Having friends that aren’t your sister is incredible for many reasons, one of which is that they offer you a perspective on life that you’ve never considered. Like maybe your abuela had a really filthy mouth and made up the whole concept of a church curse, which is something you always believed in, even if you doubted the existence of God itself. Or maybe you should be grateful that you still have a living family, even though it feels like they abandoned you.
“Would you still be willing to mail a letter for me?”
I flip on my bedside lamp and rip out a piece of paper from my notebook. I don’t know what to say, so I don’t overthink it:
I am doing fine. I don’t know if anyone told you but I’m now in Illinois, which is somewhere northeast of Utah. I am now in officer training school for Peacekeepers. Tonight, we had mashed potatoes for dinner. You’re right, they’re pretty good.
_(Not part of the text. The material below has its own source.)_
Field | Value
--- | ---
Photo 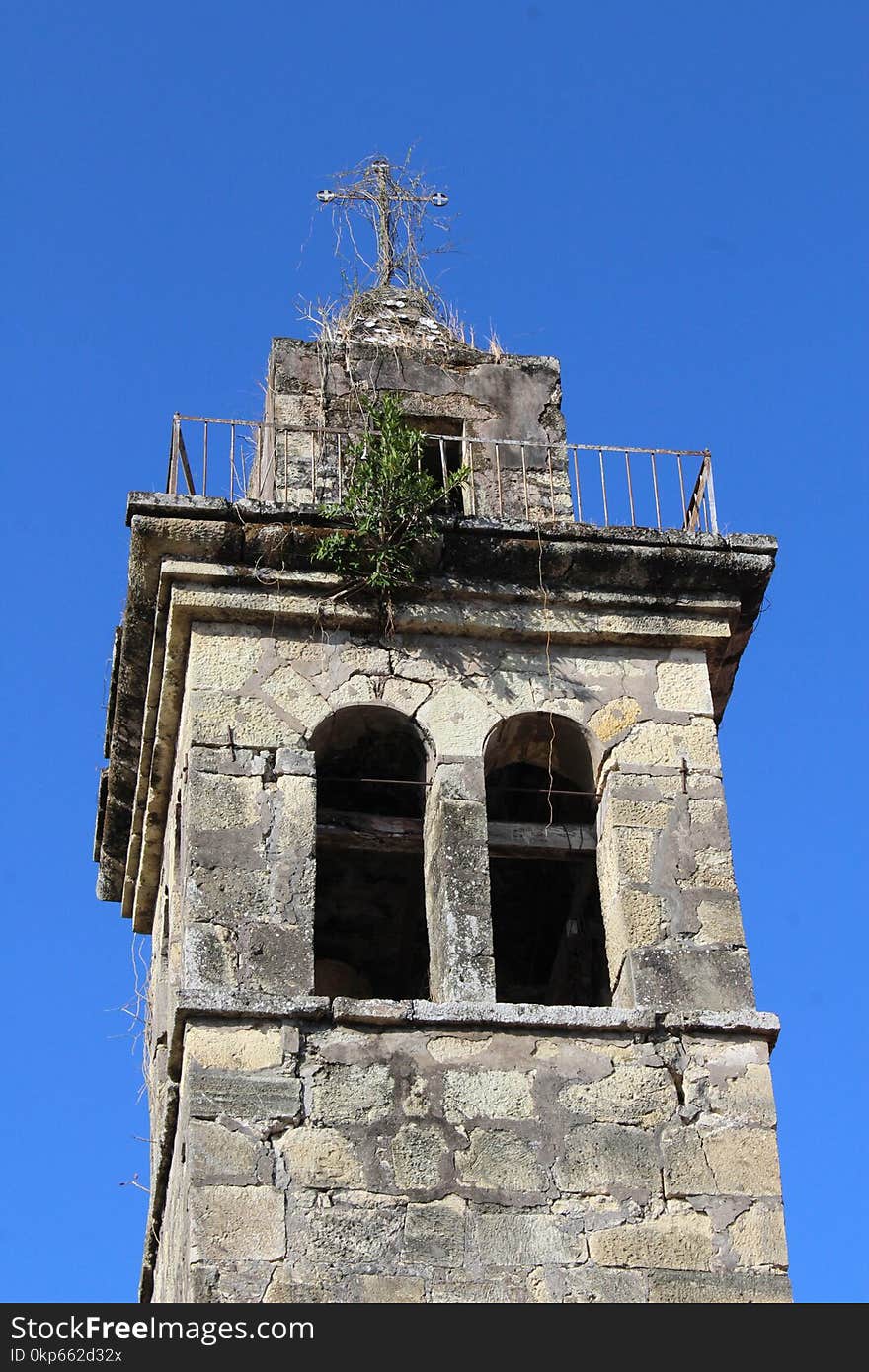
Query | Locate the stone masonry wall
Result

Please tell Peasant that I love her and I miss her. You can tell her that they gave me a new leg and now I’m one of the fastest sprinters here. Today, I ate a raspberry for the first time.
If she wants, she can write to me at this address.
Zelda shows me how to address it so that it’ll get to my mother at Circus Circus.
“I’ll put it in an envelope and mail it tomorrow,” she says.
“How long will it take to get there?” I ask, when what I really want to know is ‘how long will it take her to answer?’
What I’m afraid to wonder is, will she even respond?